東芝製2SA76を2段目エミッタ接地に入れてみた。

高周波用の証である4本足を持つゲルマニウムトランジスタだ。Vcbo=-18V、Ic=-5mA、Pc=55mW、Tj=75degreeC、ft=130MHz、Cob=1.7pF。Vcboはさらに危うい。エミッタにもたっぷり抵抗が入っていて、スィングできる電圧範囲がせまくなってるはずだからなんとか大丈夫か。


壊してしまうのが怖くて使ってないムラード製OC44。

全世界のギターファズアンプオタクが泣いて喜ぶと言うムラード製、黒のガラスパッケージのOC44、未使用品。Vcboは上の2SA76と同じくらいのはず。2SA76が飛ばないで動き続けるようだったら起用してみる。


ゲルマニウムトランジスタには、

  • Vbeの正のIc依存性と負の温度依存性が大きい
  • Vcboが小さい
  • Iceoなる漏れ電流が多い
  • 熱に弱い(Tjがシリコントランジスタでは150度とかのところ、85度とか)

というシリコントランジスタとの違いがある。
扱いやすさ、という点ではほとんど1カ所もシリコンに勝るところがないために、今ではたぶん製造されていない。普通の自作オーディオでもほとんど登場しないのだけど、ギターアンプの世界だけは洋の東西を問わず別のようで、ゲルマニウムトランジスタの測定と選別方法などを詳しく解説してくれているサイトもある。
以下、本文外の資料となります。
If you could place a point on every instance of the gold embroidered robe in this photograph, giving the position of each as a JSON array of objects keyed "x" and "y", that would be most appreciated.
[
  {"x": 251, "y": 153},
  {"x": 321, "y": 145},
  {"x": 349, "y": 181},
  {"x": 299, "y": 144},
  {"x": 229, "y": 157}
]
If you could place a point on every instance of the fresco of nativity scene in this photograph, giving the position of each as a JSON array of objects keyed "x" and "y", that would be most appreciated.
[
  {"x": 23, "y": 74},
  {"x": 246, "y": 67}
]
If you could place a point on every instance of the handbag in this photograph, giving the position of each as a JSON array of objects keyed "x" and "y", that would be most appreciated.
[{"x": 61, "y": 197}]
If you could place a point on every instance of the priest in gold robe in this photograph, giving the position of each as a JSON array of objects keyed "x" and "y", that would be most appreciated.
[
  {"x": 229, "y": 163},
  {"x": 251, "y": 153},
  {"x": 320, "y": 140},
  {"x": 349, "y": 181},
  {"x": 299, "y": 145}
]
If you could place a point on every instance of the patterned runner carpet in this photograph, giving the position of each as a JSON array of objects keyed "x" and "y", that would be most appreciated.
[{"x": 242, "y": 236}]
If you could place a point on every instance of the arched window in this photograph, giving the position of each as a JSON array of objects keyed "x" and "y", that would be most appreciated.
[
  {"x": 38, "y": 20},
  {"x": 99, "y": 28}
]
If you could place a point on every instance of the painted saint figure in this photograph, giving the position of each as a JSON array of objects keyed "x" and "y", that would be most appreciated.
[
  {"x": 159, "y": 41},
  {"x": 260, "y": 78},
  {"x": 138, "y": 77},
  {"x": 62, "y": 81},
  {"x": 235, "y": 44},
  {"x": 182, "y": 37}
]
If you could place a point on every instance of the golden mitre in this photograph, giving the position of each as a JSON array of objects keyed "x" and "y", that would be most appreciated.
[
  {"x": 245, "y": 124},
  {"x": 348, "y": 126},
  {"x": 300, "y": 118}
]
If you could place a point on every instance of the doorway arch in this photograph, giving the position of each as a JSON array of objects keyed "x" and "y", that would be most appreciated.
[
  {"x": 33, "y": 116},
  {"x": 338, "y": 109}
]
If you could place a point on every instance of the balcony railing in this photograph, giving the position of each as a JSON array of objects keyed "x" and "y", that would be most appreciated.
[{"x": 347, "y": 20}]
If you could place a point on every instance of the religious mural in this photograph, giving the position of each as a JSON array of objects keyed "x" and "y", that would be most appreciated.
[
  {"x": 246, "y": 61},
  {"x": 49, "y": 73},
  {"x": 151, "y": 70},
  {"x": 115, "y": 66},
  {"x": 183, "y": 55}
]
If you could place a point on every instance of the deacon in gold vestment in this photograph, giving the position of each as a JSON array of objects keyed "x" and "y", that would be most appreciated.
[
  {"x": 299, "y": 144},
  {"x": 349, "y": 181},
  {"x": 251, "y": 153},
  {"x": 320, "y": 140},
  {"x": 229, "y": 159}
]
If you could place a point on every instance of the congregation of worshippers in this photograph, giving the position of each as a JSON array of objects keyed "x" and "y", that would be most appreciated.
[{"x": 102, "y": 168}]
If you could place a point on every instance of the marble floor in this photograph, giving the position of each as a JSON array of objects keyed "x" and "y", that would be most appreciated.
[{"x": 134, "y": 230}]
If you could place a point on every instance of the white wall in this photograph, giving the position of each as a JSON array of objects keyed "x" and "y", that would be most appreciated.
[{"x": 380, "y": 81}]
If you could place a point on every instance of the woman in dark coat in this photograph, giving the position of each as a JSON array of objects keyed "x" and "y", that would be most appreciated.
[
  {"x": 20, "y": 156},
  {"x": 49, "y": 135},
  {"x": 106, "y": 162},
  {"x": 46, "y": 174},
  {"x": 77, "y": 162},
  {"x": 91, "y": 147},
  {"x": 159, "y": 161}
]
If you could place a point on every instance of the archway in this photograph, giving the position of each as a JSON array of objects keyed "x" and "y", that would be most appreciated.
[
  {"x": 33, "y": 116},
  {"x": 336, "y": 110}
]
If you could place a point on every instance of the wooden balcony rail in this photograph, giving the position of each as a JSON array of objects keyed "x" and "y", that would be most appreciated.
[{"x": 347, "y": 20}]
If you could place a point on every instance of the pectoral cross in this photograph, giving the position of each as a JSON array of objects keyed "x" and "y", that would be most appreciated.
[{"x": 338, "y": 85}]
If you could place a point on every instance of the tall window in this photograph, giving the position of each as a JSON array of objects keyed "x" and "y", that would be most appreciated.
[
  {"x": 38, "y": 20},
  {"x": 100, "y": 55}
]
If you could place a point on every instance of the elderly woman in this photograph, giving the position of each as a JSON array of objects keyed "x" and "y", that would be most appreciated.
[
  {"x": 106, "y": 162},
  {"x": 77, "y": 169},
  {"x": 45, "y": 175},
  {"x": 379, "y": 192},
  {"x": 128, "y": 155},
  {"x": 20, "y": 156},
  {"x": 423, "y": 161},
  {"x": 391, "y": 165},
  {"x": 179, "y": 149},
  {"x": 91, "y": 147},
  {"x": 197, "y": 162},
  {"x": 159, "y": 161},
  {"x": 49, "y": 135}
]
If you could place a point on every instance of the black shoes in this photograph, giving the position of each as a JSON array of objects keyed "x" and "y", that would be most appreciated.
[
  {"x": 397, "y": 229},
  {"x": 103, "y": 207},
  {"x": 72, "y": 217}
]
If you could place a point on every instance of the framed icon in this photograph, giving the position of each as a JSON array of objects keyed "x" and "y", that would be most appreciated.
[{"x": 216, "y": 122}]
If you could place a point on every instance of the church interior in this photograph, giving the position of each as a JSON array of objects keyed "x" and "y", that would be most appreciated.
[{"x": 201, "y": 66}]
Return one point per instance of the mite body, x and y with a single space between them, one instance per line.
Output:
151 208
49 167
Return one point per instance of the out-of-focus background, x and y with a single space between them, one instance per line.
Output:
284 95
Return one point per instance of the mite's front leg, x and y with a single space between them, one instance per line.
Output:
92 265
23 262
主にVbeにまつわるシリコントランジスタとの違いにより、単純に差し替えて必ず動くわけではないけれど、今回のCDPの自作バッファのように、全段A級動作、全段エミッタ抵抗による局部帰還かかりまくり、オーバーオール負帰還小、という動作点にラフで発振しにくい回路ならば問題なさそうだ。2SA76+2SD11の組み合わせ、今まで標準的に使ってきていた2SA726+2SC960の組み合わせと比べて、ちょっと高音よりに聞こえるけれど、ほとんど遜色のない音がでてきて少し驚いた。いきなり大当たりを引いてしまったのかも。トランジスタの神様ありがとう。